Abandoning the so-called restrictions of fine art he has devoted himself to inducing society—largely through securing permission • for a few artists to roam at will in various industrial organisations—to recognise the beneficial long-term, or 'timebased', qualities on which the unlimited, inter-disciplined, creative and therefore artistic mind concentrates. This scheme of Latham's, co-ordinated as the 'Artist Placement Group' (APG), depends ironically on the public's acceptance of a very fine-art view of the artist, as a superman, and too often it has indulged in the parish pump activity of abusing the Arts Council for its lack of support, but where it is most dismayingly at variance with its apparent aims is in the paucity of its practical results. The spiritual decline of the West, the separation of art from science, to search for solutions to such problems is a worthy task but indicating the aesthetic merits of slag heaps and the metaphorical significance of a hypothetical 'Marine Cultivation Project', as Latham does at the Tate, seems inadequate.
On his own Latham is a grand and quixotic figure. Fine art suited him, group activities do not—at least their social concerns seem to limit him. Even at his most elegant there is a vein of irony in his work, that peculiarly English sort which implies that nothing matters. How ironic therefore that since he has minded more he has mattered less.
Michael Moon is a younger artist than Latham, too young for something as portentous as a Tate show however small. He has not developed into a mature artist yet, it is as simple as that. There are his smooth, impersonal and abstract 'sixties stripe paintings and his recent,coarse, personal and figurative ones (assemblages and all) but no transitional work because of lack of space. The early pieces already appear very limited and academic and the later ones much less so, but both keep an eye on the fashions— wherein lies his immaturity. However, there is a greater degree of personality in the more autobiographical recent pieces, particularly when he puts his self-consciousness of art trends and history to good ironic effect as in the bagfuls of chairs and tables; and his sense of colour and materials throughout are richer and less restrained, more confident. It is good when an artist burns his bridges, and although Moon has some way to go he certainly demonstrates here that he has the determination to make it.
William Townsend, along with William Coldstream, was the cornerstone of the Slade for many years. He died suddenly in 1973. Younger artists will remember his unique conscientiousness in attending even their most out-of-the-way exhibitions, and his openness to new ideas in general. Like most dedicated teachers he never succeeded in developing his own artistic talents to a point where he could dispense with his influences, but his many journals may well prove of lasting importance.
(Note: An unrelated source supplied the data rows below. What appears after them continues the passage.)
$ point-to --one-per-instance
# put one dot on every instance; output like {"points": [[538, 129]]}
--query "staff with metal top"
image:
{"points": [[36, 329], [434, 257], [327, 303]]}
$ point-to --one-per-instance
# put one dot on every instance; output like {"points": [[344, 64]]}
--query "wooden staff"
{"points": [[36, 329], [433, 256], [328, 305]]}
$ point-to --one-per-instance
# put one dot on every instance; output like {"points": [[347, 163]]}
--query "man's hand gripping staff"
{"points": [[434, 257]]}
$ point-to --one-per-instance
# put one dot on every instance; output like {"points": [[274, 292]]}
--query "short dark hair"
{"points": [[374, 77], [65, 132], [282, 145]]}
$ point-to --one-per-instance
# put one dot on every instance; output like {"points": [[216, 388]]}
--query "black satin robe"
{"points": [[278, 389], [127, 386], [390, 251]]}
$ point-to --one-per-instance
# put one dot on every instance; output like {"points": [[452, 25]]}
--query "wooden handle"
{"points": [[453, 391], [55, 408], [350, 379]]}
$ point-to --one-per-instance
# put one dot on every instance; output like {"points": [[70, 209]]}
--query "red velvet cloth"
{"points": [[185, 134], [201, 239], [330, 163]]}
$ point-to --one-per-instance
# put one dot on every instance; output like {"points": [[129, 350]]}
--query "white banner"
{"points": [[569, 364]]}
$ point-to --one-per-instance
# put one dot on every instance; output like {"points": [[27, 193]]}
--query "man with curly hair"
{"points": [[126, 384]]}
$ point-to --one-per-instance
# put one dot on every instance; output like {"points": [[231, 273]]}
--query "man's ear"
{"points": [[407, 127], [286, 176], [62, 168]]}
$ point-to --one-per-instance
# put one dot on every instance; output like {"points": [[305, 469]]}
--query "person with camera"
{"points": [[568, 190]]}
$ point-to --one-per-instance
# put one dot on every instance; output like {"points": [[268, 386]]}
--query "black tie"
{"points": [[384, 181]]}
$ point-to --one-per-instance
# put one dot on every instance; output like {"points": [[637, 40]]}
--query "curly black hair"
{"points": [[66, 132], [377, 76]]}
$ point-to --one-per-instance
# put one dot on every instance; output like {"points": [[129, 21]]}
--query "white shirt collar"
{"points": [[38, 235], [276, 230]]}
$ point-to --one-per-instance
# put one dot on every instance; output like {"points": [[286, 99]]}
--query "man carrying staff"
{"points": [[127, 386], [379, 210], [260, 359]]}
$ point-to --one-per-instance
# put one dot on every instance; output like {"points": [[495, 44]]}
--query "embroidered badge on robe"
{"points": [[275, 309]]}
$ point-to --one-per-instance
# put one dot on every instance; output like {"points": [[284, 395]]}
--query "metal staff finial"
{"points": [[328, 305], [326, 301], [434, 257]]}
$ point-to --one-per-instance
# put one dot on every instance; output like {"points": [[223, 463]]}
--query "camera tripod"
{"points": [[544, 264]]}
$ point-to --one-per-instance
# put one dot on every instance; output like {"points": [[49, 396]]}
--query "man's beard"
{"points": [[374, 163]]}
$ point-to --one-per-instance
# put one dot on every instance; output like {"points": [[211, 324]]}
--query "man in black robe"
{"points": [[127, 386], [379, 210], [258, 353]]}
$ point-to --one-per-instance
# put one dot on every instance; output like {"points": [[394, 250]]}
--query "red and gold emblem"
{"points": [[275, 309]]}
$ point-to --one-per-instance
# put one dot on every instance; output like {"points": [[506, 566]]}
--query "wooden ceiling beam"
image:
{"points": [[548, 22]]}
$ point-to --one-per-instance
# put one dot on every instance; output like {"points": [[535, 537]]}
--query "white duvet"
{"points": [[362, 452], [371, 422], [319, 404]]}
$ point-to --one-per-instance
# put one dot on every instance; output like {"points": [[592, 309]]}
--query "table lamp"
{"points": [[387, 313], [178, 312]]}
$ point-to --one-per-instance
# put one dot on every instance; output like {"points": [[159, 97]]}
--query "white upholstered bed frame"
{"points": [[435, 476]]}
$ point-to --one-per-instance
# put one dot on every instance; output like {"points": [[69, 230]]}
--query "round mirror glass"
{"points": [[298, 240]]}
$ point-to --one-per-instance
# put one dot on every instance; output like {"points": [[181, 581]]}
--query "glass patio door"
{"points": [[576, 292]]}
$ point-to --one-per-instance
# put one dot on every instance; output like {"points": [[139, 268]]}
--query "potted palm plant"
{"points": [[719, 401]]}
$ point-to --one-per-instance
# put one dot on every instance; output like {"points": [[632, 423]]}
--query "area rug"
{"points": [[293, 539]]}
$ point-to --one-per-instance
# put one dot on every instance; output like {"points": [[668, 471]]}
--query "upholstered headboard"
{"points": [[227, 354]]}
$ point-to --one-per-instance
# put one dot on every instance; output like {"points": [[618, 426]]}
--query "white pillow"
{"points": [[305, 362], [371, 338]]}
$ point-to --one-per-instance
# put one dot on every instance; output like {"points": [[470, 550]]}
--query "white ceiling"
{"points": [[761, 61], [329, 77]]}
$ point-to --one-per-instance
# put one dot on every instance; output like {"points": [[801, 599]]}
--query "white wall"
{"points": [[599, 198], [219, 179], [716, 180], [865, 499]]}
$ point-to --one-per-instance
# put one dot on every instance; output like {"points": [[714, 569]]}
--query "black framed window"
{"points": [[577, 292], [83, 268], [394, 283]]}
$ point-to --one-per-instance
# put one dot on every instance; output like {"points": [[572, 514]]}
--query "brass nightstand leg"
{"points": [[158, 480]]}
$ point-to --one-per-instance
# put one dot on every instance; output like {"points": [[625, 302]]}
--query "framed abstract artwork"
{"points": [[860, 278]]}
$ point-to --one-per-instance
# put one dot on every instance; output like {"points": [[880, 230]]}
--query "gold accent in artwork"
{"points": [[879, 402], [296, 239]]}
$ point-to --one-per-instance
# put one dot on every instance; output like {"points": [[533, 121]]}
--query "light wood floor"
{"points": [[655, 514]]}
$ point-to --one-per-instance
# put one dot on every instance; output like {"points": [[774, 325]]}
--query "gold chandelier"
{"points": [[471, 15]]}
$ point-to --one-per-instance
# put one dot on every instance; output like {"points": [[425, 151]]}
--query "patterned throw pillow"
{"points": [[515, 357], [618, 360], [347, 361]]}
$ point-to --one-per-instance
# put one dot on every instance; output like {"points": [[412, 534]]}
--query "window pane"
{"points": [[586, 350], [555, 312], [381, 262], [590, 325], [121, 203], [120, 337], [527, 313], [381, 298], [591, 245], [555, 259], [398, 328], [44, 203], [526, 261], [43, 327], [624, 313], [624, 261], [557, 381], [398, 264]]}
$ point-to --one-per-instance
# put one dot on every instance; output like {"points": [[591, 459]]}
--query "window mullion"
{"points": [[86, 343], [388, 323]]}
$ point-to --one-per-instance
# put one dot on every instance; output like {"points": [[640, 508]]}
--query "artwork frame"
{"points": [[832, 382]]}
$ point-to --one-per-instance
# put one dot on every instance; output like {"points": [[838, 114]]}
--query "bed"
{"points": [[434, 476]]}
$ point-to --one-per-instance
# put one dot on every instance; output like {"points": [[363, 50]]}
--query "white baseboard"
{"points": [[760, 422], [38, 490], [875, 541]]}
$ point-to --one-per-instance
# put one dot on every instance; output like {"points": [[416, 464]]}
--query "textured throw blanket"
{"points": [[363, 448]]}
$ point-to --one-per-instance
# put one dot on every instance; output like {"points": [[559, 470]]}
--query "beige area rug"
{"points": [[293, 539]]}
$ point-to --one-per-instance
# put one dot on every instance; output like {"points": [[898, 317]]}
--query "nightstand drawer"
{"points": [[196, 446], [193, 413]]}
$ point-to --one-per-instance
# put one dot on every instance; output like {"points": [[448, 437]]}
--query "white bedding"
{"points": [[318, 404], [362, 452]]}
A selection from these has been published to coincide with the show and, despite being expurgated (till 1993) and to do with only the early years, it contains quite enough to assure the project of completion. The writing is fluent, the descriptions by turns evocative and incisive and some of the incidents memorable —none more so than Monnington's gruesome struggle to detach Tonks's death mask.
Of least importance are the four paintings by Samuel Colman, apparently gathered from as far as Brooklyn. In the absence of any policy the Tate has long promoted second-rate English art, presumably to prove that some academic still haunts the basement. Colman being both an obscure man and an inept painter has proved irresistible fare. He has pinched some highlighting tricks from Danby, right enough, but most resemble that much inferior—really bad— artist John Martin (another Tate favourite of course). That is, except for one redeeming quality: he is quite funny. Would that one could say as much for the Tate.